Why organic cotton matters

Why organic cotton matters

Our business is founded on the premise that little choices add up to big change. Choosing to carry your lunch in a sandwich wrap instead of a disposable sandwich baggie, or choosing to bundle a hunk of cheese in Bee's Wrap instead of cling film? That matters.

Naturally, we extend that ethos to our production: The choices we make as a company matter. This ethos is why we're committed to using recycled, plastic-free packaging. It's why we're picky about where and how we source our beeswax, working with beekeepers who meet strict sustainability standards. And it's why we use Global Organic Textile Standard (GOTS)-certified organic cotton as the foundation for our wraps.

Approximately half of all textiles are made from cotton, yet conventionally produced cotton is considered the world's dirtiest, thirstiest crop. Cotton production uses more than 15 percent of the world's pesticides, even though it consumes less than three percent of the world's farmland. From pesticide runoff to habitat degradation, from soil depletion to water contamination, cotton threatens ecosystems worldwide. The World Health Organization (WHO) estimates that approximately 20,000 people die each year in developing countries as a result of the chemicals sprayed on non-organic cotton, and the EPA has labeled seven of the top 15 pesticides used on cotton as "possible," "likely," "probable," or "known" human carcinogens.

By contrast, organic cotton is grown without chemical fertilizers, defoliants, pesticides, or herbicides, and is always grown from untreated, non-genetically modified seed.
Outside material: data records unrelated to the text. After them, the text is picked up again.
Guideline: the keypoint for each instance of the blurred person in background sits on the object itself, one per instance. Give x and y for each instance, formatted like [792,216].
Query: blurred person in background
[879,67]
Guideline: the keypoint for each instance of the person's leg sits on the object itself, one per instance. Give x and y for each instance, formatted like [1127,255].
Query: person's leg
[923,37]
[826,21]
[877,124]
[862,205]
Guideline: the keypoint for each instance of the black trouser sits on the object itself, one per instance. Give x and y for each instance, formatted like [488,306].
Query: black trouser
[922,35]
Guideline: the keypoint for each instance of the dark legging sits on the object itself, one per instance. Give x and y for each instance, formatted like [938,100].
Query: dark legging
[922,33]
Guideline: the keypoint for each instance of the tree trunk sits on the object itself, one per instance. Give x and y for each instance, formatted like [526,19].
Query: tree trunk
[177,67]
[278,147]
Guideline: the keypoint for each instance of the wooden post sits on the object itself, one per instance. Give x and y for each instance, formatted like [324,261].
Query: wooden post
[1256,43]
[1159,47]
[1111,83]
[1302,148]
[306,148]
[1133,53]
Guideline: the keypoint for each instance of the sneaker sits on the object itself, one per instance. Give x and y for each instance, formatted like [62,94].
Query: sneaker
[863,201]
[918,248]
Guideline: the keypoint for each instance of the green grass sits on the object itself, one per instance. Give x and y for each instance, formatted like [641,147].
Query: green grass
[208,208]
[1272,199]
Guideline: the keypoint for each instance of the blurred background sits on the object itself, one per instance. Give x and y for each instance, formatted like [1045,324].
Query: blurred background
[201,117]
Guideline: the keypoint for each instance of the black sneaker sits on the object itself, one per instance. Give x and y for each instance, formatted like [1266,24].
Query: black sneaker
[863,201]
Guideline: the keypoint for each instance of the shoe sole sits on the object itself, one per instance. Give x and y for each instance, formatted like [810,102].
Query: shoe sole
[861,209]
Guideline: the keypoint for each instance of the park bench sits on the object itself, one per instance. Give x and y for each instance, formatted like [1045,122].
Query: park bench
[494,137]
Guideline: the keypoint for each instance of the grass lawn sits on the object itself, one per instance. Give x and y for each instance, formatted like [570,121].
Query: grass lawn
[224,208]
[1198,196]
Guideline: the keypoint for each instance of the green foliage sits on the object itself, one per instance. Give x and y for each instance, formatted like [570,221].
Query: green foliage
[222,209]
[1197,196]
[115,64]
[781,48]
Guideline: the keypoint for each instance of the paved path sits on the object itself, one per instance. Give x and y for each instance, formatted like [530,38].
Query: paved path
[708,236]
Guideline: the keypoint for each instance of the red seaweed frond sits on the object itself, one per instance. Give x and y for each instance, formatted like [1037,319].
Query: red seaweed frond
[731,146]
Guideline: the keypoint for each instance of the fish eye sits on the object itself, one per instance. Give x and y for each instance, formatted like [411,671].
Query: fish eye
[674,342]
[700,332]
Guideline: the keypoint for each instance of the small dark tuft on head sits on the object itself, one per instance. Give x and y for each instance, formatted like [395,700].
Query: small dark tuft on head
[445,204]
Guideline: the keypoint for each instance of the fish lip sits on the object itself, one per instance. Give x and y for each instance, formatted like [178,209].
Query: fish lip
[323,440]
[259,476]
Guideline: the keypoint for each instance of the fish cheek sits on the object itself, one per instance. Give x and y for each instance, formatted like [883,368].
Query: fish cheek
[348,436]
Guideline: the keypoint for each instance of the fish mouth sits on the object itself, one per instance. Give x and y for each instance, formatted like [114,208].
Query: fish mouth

At Bee's Wrap, we only use cotton that is GOTS-certified, which comes with additional layers of protection; GOTS-certified fabrics are made without chlorine bleaches, heavy metal dyes, and finishers that contain suspected carcinogens or toxins.

The GOTS certification also ensures that key social criteria are met — protecting workers' right to collective bargaining, ensuring safe and hygienic working conditions, prohibiting children labor, and paying living wages, among other requirements.

Fabric is the foundation of our wraps, and the fabrics we choose matter. When you hold Bee's Wrap in your hands, you're holding the culmination of many minute choices at every step of the supply chain to prioritize the health of the planet, and the health of the people who call it home.

And that, it turns out, is no small thing after all.